May you never meet a duller self-pitying sad sack than twenty-nothing Ramiro. He has just been dumped by his longtime and first-real girl friend Andrea, for reasons that are obvious if you take a look at his life. A kind of-sort of poet working in his uncle’s bookstore, Ramiro is having trouble getting on with things, which is periodically emphasized by a handful of morose original songs featured heard non-diegetically on the film’s soundtrack. However, Trueba also includes generous samples of Bills Evans from his Claus Ogerman sessions, which of course are the essence of sophistication.

Unfortunately, they are accompanying Ramiro as he tentatively pursues replacement romances and toys with the idea of teaching Spanish in Canada. Essentially, he becomes just as bored by his own subplots as the audience is. However, Trueba completes a Hail Mary pass in Song’s final scene, cranking up The Bad Plus’s cascading “Silence is the Question” (from their debut CD, These Are the Vistas) to create genuine excitement as Ramiro opens up his soul to Andrea. It is a hugely cinematic moment, musically and dramatically, demonstrating the potential power of licensed music when employed shrewdly. There is only of them in the picture though, courtesy of Reid Anderson, Ethan Iverson, and Dave King.

To be fair, Bárabara Lennie is a bright, attractive screen presence as Andrea. It is easy to understand why she would give the mopey Ramiro the heave-ho. Oriol Vila pretty much nails the self-absorbed slacker vibe, but as our lovelorn protagonist, he just hits that same note over and over, up until the final parting shot.
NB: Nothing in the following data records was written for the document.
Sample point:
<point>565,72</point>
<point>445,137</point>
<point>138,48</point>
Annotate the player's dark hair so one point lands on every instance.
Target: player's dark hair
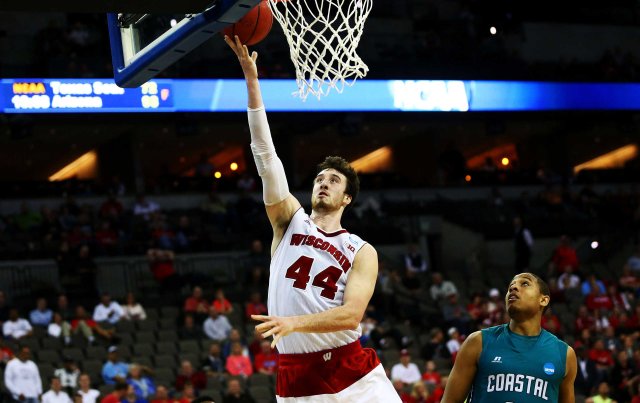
<point>341,165</point>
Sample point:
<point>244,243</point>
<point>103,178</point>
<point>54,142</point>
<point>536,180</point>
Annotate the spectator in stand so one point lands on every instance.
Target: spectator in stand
<point>568,280</point>
<point>419,392</point>
<point>81,323</point>
<point>551,323</point>
<point>629,281</point>
<point>88,395</point>
<point>59,329</point>
<point>6,354</point>
<point>255,306</point>
<point>56,394</point>
<point>477,309</point>
<point>63,308</point>
<point>144,208</point>
<point>107,312</point>
<point>190,330</point>
<point>188,374</point>
<point>454,343</point>
<point>587,376</point>
<point>163,270</point>
<point>234,337</point>
<point>622,377</point>
<point>114,371</point>
<point>602,396</point>
<point>602,357</point>
<point>441,288</point>
<point>564,256</point>
<point>591,283</point>
<point>598,299</point>
<point>196,305</point>
<point>235,394</point>
<point>162,396</point>
<point>221,303</point>
<point>436,347</point>
<point>188,393</point>
<point>111,209</point>
<point>107,239</point>
<point>4,308</point>
<point>266,362</point>
<point>413,260</point>
<point>41,316</point>
<point>455,314</point>
<point>68,375</point>
<point>633,263</point>
<point>214,364</point>
<point>405,370</point>
<point>217,326</point>
<point>438,392</point>
<point>238,364</point>
<point>431,375</point>
<point>22,378</point>
<point>143,386</point>
<point>16,327</point>
<point>118,394</point>
<point>584,320</point>
<point>132,310</point>
<point>523,245</point>
<point>131,396</point>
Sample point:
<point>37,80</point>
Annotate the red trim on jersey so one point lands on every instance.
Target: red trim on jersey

Song is better than dozens of navel-gazing indie films released every month, like for instance the tiresome Answers to Nothing, but there are considerably richer films at this year’s Spanish Cinema Now that should be far higher priorities for viewers. Cinematographer Santiago Racaj evocatively captures both the romantic and hipster sides of Madrid and the licensed jazz soundtrack is pitch-perfect. Unfortunately, the inherent drama and characters are rather shop-worn. For Spanish cinema devotees, it screens this Saturday (12/10) and the following Wednesday (12/14) at the Walter Reade Theater.